Linearity

Articles in this series:

Characterising RTS

RTS Pixel Behaviour

Dark Frames

Linearity (this page)

Binning

On-sky Photometry


 

In the previous post I looked at dark frames.  I will now look at the linearity of the QHY183M.

With my previous camera I did not actually do a linearity test, because I did not have a way of providing a constant light source.  But this time I took Arne’s advice in his QHY600 posts to use a pulsed LED.

The illumination for these tests were from an LED run by an Arduino Uno.  I wrote a little blinker program to pulse the LED a specified number of times.  Each pulse is 1ms ON followed by 10ms OFF to avoid the LED heating up and changing brightness.  More information about the test circuit and blinker program is here.

The median ADU of a 100×100 pixel region at the centre of the sensor is then plotted against the number of pulses.  Here’s the result:

Full linearity plot

Somewhere above 3500 ADU there is a rollover as saturation kicks in.  I now want to focus on the linear region to assess how good the linearity is, and to find the max ADU that is still in the linear region.

Plot with linear region only
Linearity residuals

The linearity of the sensor is very impressive.  There is an excellent straight line fit all the way to about 3,500 ADU (remember these are 12-bit ADUs – the actual number the camera will output is 3,500 x 16 = 56,000).

The residuals (against the straight line) plot show more detail.   The rightmost point is ADU = 3,403.  It looks like there is already some rollover here and in the previous point, which is ADU = 3,318.  This is where saturation starts, so I will be limiting observations to ADU = 3,300.

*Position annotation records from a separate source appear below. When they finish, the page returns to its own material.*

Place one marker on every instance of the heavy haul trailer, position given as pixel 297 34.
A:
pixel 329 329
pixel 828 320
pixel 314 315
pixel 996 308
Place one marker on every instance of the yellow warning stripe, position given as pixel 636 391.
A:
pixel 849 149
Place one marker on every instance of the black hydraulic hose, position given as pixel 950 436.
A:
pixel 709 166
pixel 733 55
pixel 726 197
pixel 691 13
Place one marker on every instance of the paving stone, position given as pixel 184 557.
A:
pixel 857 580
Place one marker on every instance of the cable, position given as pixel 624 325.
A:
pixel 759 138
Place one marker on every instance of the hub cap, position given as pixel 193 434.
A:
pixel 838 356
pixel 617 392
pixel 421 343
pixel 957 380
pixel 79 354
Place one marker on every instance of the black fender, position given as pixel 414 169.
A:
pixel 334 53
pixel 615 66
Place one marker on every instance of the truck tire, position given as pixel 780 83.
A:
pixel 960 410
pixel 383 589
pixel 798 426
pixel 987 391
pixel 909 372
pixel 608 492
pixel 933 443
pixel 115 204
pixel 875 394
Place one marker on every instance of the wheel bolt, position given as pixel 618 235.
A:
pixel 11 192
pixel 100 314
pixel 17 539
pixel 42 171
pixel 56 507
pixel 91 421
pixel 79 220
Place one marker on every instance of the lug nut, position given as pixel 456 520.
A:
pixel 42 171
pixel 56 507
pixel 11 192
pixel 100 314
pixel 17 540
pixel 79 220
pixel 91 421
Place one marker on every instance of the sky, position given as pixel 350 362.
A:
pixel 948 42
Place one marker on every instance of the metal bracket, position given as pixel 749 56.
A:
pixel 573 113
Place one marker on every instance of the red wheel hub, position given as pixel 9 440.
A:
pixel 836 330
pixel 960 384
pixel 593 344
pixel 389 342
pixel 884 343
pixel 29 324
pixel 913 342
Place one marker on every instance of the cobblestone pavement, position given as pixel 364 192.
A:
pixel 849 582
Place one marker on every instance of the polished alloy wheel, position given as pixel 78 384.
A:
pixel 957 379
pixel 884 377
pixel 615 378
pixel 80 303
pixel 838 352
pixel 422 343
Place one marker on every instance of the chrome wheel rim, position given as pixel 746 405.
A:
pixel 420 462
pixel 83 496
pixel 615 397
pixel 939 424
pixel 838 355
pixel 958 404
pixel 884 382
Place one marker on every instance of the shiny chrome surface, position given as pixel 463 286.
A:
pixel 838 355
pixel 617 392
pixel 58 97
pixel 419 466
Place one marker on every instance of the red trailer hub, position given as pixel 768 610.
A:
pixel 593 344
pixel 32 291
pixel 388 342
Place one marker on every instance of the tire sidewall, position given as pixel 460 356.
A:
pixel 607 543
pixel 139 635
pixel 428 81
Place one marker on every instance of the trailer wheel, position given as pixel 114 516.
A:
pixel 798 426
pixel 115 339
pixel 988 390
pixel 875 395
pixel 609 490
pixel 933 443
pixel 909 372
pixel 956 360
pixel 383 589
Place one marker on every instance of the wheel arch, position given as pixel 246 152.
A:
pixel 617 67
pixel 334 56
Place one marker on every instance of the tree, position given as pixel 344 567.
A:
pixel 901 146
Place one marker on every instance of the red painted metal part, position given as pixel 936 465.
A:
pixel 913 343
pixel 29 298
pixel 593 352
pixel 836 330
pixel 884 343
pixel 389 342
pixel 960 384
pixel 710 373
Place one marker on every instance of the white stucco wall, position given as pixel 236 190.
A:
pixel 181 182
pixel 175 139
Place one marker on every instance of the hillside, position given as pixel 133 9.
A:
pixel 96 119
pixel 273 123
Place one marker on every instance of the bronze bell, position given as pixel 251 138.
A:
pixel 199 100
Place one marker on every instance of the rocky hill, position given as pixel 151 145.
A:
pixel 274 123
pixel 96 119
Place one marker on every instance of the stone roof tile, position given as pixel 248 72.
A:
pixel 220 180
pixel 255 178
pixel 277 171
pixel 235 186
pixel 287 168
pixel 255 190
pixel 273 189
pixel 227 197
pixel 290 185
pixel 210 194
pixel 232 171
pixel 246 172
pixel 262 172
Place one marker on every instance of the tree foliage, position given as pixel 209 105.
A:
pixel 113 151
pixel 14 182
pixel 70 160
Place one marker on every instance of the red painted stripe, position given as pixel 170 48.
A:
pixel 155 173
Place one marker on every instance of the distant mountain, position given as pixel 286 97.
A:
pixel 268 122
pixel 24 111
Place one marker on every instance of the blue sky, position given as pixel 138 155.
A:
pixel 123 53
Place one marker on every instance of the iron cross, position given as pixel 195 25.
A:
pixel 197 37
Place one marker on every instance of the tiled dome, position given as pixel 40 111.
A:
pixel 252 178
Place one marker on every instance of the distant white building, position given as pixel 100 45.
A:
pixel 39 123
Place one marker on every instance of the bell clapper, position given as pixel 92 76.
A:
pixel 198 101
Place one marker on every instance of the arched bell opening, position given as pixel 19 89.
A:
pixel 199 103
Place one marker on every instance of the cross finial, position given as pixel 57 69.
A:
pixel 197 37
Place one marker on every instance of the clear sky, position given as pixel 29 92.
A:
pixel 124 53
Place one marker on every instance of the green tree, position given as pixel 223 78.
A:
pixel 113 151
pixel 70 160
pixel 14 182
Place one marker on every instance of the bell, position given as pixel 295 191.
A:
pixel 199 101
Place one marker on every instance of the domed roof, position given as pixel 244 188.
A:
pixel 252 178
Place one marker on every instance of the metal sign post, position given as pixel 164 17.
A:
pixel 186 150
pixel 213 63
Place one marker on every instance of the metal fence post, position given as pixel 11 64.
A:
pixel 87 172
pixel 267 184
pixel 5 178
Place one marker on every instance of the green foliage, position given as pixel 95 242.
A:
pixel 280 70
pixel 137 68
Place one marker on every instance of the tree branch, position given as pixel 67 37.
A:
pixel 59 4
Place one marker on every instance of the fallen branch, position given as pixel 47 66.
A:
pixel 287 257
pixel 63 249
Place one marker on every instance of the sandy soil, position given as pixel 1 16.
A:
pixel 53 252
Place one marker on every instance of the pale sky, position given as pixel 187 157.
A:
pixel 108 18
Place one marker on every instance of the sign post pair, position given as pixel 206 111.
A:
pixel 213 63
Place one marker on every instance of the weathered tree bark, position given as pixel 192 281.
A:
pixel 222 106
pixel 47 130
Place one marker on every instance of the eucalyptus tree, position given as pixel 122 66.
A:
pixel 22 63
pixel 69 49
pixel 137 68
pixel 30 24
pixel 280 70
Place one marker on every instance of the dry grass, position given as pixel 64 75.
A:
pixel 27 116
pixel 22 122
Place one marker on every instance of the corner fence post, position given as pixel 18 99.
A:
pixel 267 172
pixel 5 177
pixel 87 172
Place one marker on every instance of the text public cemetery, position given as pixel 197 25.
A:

On the residuals chart, you will also see 2 groups of points.  One above the x-axis, and the other mostly below.  These actually reflect how I ran the test.  I started at the leftmost point, and increased the pulse count all the way to saturation.  These are the points above the axis.  I then reduced the pulses, picking different pulse counts on the way down.  These are the lower points.  With a perfect system these should all lie on the same line, but they don’t.  I can only speculate why that might be.  The LED was held in a 2″ eyepiece barrel, and there was tracing paper at the bottom of that barrel to act as a diffuser.  Perhaps the position of the LED changed, or the paper shifted.  The QHY183M also has a sensor window anti-fog heater, so maybe it got warmer as the test progressed.

In any case the effect is small.  At 3,000 ADU the residuals are +-3 ADU, or 1ppt.  Another way of looking at it is that 3,000 ADU corresponds to 3000 x Gain = 3000 x 3.78 = 11,340 e-.  The shot noise contribution from this is SQRT(11,340) = 106 e-  =  28 ADU.

Overall I am very pleased with this sensor.  Low noise (read noise = 2.7 e-, an order of magnitude better than my ST-8XME) and excellent linearity.